Chapter 6 Flashcards - Partitioning
Basic Concepts
What is partitioning (sharding) and why is it needed?
?
- Partitioning: Splitting a large dataset across multiple nodes, so each node holds only a subset
- Also called: Sharding (MongoDB, Elasticsearch), Tablets (Bigtable), Regions (HBase), VNodes (Cassandra)
- Why needed:
- Data too large for single machine
- Query load too high for single machine
- Enables horizontal scaling (add nodes = add capacity)
- Combined with replication: Each partition is replicated to multiple nodes for availability
- Orthogonal: Replication and partitioning are independent concerns
What is a hot spot and what causes it?
?
- Hot spot: One partition receives disproportionately high read or write load
- Causes:
- Sequential keys (timestamps): All new writes go to the “latest” partition
- Popular keys (celebrities): Celeb’s posts read by millions → same partition overwhelmed
- Non-uniform key distribution with range partitioning: Some ranges have more data/traffic
- Mitigation:
- Prepend random/varied prefix to keys (distributes sequential writes)
- Caching layer for popular keys (reduces reads to hot partition)
- Application-level sharding of hot keys (e.g., append
_0through_99)
Partitioning Strategies
What are the two main partitioning strategies and their key trade-off?
?
Key-range partitioning:
- Assign continuous ranges of keys to partitions (like encyclopedia volumes)
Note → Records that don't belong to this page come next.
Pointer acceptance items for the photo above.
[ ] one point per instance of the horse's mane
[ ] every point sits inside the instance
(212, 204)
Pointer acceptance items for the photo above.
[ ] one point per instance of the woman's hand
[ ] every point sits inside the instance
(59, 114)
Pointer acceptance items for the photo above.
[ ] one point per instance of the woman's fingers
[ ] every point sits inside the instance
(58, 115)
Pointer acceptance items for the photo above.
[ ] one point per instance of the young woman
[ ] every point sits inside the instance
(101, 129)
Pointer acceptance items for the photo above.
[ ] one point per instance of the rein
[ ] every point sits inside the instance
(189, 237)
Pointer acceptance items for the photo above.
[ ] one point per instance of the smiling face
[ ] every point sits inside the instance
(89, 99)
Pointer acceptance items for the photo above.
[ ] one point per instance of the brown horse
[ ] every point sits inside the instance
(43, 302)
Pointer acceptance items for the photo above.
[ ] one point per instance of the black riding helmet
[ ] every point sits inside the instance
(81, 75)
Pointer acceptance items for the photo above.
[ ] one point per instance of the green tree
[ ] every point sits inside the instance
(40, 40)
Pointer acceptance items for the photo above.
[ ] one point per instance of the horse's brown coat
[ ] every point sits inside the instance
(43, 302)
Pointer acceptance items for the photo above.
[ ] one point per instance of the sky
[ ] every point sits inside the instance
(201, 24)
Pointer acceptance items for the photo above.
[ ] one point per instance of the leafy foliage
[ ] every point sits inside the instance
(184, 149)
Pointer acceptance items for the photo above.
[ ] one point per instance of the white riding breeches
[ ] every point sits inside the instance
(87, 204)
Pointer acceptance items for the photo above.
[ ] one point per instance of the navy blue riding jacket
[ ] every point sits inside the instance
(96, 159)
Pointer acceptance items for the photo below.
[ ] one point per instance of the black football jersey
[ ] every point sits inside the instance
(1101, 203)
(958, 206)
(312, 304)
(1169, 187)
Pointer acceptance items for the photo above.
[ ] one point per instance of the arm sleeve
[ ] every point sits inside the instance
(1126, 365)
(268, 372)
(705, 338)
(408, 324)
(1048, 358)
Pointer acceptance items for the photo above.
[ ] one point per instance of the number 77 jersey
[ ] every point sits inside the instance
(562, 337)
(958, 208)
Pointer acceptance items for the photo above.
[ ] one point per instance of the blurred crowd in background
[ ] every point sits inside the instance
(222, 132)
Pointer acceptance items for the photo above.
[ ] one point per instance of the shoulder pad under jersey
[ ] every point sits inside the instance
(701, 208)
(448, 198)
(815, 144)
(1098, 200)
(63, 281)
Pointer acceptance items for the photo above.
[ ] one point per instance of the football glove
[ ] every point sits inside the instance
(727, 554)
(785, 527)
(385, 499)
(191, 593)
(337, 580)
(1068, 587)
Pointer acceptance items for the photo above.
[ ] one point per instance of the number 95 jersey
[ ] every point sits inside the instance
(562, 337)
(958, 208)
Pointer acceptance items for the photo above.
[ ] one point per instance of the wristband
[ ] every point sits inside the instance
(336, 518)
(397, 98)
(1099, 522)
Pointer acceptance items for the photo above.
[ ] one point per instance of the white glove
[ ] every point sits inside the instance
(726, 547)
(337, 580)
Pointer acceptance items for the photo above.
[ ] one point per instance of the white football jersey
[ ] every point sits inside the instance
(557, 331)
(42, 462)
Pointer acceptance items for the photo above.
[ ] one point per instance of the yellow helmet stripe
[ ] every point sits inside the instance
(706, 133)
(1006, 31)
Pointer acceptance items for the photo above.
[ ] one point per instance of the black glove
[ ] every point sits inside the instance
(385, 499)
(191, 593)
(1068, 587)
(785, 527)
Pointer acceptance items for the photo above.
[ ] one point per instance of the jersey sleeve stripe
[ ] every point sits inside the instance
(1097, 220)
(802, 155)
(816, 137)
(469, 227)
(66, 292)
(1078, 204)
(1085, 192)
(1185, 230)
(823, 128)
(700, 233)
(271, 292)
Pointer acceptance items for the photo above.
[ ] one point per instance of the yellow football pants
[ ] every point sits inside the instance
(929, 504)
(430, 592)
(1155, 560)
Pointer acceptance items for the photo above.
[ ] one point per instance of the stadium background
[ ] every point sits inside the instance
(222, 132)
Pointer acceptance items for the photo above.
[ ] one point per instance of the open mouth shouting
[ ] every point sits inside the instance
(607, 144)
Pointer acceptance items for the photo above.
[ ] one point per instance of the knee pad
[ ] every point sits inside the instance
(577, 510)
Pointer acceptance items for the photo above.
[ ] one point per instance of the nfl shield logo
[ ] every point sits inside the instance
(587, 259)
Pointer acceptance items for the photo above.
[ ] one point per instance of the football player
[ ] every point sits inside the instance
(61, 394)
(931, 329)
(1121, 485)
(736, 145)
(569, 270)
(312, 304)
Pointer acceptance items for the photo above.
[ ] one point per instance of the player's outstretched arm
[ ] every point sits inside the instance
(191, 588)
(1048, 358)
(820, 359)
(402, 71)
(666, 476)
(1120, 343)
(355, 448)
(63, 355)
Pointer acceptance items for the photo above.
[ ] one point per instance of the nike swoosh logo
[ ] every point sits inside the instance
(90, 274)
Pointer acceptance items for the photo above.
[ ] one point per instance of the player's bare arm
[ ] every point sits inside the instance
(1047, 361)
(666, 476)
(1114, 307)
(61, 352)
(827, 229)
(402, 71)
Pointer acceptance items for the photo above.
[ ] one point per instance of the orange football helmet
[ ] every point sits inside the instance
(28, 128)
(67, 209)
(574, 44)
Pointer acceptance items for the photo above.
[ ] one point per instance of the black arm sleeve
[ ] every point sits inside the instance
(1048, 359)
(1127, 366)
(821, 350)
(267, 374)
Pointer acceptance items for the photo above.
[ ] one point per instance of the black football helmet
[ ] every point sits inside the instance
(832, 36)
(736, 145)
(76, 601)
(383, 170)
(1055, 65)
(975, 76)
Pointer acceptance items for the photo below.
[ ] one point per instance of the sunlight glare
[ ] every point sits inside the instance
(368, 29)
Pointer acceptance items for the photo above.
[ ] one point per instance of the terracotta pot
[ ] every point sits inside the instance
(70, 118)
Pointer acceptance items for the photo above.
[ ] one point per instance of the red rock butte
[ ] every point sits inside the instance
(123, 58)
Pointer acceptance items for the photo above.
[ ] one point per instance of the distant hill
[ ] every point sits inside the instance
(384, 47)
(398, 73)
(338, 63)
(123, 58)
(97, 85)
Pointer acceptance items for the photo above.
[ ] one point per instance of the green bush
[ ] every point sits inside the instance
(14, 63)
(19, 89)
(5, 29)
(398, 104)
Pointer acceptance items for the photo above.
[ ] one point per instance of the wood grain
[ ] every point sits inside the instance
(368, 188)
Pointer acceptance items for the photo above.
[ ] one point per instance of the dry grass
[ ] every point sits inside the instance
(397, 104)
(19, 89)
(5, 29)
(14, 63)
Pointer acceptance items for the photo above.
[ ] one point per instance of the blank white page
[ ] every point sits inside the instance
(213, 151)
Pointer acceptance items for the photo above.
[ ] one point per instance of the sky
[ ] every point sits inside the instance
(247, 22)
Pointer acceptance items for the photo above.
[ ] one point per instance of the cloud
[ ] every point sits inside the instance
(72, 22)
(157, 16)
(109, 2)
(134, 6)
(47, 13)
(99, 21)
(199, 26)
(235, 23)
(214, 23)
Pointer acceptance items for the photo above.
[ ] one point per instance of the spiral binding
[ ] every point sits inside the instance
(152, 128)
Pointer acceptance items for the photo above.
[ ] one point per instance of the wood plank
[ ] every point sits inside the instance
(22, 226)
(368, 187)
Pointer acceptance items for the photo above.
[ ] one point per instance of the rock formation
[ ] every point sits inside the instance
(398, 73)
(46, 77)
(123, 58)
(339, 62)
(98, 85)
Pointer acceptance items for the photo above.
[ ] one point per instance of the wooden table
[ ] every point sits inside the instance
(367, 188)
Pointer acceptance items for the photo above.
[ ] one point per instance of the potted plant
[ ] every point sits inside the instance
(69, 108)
- Keys sorted within partitions → range queries efficient
- ✅ Range scans fast; ✅ Sorted data
- ❌ Hot spots from sequential key access patterns (e.g., timestamps)
- Used by: HBase, Bigtable, MongoDB (range)
Hash partitioning:
- Hash the key → hash value determines partition
- Even distribution regardless of key patterns
- ✅ Uniform distribution; ✅ No sequential hot spots
- ❌ Range queries require scatter/gather across all partitions
- Used by: Cassandra (partition key), DynamoDB, MongoDB (hash index)
Trade-off: Range queries vs uniform distribution — you can’t easily have both
What is consistent hashing and how does it minimize rebalancing?
?
- Concept: Hash space mapped to a ring (0 to 2^64); nodes placed at random positions
- Key routing: A key goes to the first node clockwise from the key’s hash
- Adding a node:
- New node placed at a random position on the ring
- Only the keys between new node and its predecessor need to move
- All other keys remain on their current nodes
- Removing a node: Only that node’s keys move to successor
- Result: Minimal data movement on cluster topology changes
- Used by: Amazon Dynamo, Cassandra, Chord DHT
How does Cassandra’s compound primary key achieve both even distribution and range queries?
?
- Compound key:
(partition_key, clustering_key) - Partition key: Hashed to determine which node/partition receives the data
- Even distribution across all nodes
- Cannot do range queries across different partition keys
- Clustering key: Sorted within the partition
- Range queries work within a single partition
- E.g., all tweets for
user_id=123sorted bytimestamp
Example: PRIMARY KEY (user_id, created_at)
- All events for user_id=123 are in one partition (hashed)
- Within that partition, events sorted by created_at
- Query:
SELECT * WHERE user_id=123 AND created_at BETWEEN t1 AND t2→ efficient! - Cannot query all users’ events in time range across all partitions efficiently
Secondary Indexes
What are the two approaches to secondary indexes in partitioned databases?
?
1. Document-partitioned (local) secondary indexes:
- Each partition maintains its own secondary index for its local data
- Write: update only the local partition’s index (fast, single-partition)
- Read: must scatter to ALL partitions and gather results
- ✅ Fast writes; ❌ Expensive reads (scatter/gather = tail latency = slowest partition)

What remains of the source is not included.